This morning I dropped the deodorant. The stubby travel-size stick at the end of its life broke into three pieces no bigger than nickels. The next moment, I was fitting them back into the tube, assembling them like puzzle pieces. At which point I tapped myself on the shoulder. What are you doing? Are you actually going to use it this way? Clutch a nub each morning and rub it crumbling into your pits? Let it die in peace.
It was a close one. But why the struggle? What am I really trying to save? Money? The environment? My conscience? My past? The frugal girl my mother would approve of?

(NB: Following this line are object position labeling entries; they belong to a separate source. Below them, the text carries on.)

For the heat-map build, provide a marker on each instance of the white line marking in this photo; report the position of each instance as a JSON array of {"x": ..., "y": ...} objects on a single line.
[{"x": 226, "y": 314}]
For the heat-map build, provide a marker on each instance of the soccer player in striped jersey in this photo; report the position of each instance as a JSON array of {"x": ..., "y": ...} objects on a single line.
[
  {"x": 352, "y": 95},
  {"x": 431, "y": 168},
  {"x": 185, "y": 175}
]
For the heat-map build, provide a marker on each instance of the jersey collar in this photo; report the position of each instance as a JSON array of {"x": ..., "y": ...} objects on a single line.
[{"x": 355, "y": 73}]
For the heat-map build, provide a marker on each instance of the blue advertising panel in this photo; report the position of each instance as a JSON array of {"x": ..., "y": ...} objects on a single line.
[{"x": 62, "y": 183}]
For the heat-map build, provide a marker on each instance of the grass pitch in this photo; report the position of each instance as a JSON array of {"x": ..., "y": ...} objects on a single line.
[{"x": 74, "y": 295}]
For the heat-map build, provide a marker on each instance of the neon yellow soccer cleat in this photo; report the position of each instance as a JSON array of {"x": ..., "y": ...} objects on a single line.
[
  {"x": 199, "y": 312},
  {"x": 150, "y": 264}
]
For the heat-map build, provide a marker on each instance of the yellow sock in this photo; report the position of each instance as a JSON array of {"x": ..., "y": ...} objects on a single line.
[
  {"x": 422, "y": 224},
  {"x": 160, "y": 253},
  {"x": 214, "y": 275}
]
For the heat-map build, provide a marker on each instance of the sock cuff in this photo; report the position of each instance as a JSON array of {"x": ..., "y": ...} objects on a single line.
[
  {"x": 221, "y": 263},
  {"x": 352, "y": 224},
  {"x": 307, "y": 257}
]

This tendency to save runs in the family. My sister called me a couple of weeks ago to tell me about her fall cleaning initiative. Apparently the last time she’d visited Mom and the Guru, Susan had consulted our mother regarding her decision to put ten years’ worth of National Geographic in the recycle bin. All she’d wanted was the maternal nod. “She looked at me like a deer in headlights,” Susan reported later of our mother. “And she said, ‘Well, I have ours from 1965.’”
So I am genetically disposed to keeping things. Looking beyond one generation, I could blame my Yankee heritage. There is that old joke about a drawer filled with string, the drawer labeled “pieces of string too short to keep.”
I could blame my grandfather on The Guru’s side. For him it was more of a salvage yard mentality. He was an electrical engineer, and made things from scratch, like instruments to measure whatever you wanted to measure, and prank telephones that would ring when someone entered a room. Nothing couldn’t be built without rusty parts, a soldering iron and a few rolls of black electrical tape. He collected metal scraps like I collect quotes and images.To be turned into something greater than the sum of their parts.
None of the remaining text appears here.